The problem I'm trying to solve is as follows.
I have two separate domains, where inputs do not have the same dimensions. However, I want to create a common feature space between both domains using paired inputs (similar inputs from both domains).
My solution is to encode pairs of inputs into a shared latent space using two VAE encoders (one for each domain). To ensure that the latent space is shared, I want to define a similarity metric between the output of both probabilistic encoders.
Let's define the first encoder as $q_\phi$ and the second as $p_\theta$. As for now, I have two main candidates for this role:
KL-divergence : $\text{KL}(p || q)$ (or $\text{KL}(q||p)$), but, since it is not symmetrical, I don't really know which direction is the best.
JS-divergence: symmetrical and normalized, which is nice for a distance metric, but, since it is not as common as KL, I'm not sure.
Other candidates include adversarial loss (a discriminator is tasked to guess from which VAE the latent code is, the goal of both VAE being to maximally confuse it) or mutual information (seen more and more in recent works, but I still don't fully understand it).

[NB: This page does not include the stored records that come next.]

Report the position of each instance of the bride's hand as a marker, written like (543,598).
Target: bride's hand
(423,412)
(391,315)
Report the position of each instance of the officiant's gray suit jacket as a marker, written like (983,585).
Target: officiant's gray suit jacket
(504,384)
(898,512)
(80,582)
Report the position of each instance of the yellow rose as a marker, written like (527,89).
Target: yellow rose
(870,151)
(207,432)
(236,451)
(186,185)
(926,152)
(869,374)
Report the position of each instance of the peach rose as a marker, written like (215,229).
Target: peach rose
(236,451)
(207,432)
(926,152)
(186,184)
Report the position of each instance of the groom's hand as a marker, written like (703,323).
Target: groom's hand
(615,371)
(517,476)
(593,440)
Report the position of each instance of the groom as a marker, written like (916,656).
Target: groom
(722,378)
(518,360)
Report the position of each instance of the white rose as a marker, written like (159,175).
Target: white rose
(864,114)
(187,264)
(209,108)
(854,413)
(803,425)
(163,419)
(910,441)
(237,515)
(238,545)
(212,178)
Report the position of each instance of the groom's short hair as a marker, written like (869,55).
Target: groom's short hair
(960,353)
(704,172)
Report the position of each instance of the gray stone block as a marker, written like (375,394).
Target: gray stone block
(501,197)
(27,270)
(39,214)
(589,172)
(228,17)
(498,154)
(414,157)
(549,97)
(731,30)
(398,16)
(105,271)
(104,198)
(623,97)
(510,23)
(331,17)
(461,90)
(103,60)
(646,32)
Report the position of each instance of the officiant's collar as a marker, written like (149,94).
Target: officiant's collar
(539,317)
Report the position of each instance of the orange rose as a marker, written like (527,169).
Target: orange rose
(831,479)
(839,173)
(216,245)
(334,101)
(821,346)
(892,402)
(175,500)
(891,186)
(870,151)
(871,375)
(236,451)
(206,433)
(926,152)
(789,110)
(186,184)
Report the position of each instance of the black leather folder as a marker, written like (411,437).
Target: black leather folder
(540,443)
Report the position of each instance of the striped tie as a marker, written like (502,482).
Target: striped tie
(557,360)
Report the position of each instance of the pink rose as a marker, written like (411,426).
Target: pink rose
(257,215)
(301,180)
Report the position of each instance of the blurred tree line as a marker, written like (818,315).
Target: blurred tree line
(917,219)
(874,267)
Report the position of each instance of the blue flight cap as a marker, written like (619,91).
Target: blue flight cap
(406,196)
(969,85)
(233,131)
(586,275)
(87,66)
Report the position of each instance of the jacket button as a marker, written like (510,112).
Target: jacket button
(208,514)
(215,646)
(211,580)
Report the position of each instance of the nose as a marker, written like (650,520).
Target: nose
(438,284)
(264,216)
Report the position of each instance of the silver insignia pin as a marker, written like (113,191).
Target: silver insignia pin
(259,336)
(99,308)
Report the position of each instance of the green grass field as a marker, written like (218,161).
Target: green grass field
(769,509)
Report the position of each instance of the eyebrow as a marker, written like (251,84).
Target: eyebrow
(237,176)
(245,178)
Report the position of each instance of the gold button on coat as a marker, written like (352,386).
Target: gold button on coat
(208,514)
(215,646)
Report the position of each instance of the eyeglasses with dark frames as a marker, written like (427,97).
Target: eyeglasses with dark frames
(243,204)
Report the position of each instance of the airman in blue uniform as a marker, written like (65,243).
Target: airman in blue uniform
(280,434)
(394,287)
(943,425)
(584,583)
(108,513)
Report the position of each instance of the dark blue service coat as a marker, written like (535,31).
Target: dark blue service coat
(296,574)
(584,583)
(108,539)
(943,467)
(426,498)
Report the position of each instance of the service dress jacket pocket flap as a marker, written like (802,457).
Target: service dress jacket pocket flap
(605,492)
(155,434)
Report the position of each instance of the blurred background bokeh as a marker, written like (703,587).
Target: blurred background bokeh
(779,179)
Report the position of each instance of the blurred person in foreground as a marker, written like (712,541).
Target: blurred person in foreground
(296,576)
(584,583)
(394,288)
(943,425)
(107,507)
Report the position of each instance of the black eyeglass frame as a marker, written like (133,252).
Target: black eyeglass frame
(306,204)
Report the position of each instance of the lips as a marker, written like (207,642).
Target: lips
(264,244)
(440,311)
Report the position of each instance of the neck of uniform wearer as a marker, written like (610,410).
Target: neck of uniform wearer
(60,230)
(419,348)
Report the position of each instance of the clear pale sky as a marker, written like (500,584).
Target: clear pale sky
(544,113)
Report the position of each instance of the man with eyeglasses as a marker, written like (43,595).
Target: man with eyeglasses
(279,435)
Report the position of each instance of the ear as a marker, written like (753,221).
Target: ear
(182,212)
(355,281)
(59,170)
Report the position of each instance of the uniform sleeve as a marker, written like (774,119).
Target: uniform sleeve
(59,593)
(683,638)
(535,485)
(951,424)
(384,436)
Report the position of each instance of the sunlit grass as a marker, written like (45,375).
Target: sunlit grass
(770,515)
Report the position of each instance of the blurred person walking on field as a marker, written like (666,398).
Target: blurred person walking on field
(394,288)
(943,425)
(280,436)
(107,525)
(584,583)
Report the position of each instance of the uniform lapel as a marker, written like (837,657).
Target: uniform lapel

My question is: according to you, which loss could work best for my use case? KL or JS? Or other candidates I didn't think of?
-- More context --
My ultimate goal is to use transfer learning between morphologically distinct robots e.g a quadrupedal robot and a bipedal robot. The first step in my current approach is to record trajectories on both robots executing the same task (walking for example). From said trajectories I create paires of similar states (to simplify the problem, I suppose that both robot achieve the same task at the same speed so temporaly aligned states for both robots are paired). Then my goal is to encode these paired states (that doesn't have the same dimension due to the difference in number of joints) into two latents spaces (one for each VAE) such that similar pair of inputs are close in the latents spaces. If I was working with simple autoencoders I would simply minimize the distance in the latent space between paires of inputs such that similar states on both robots maps to the same point in the latent space. But I need the generative capabilities of VAE so instead I would like to make the distributions outputed by the VAEs as close as possible. Make sense ?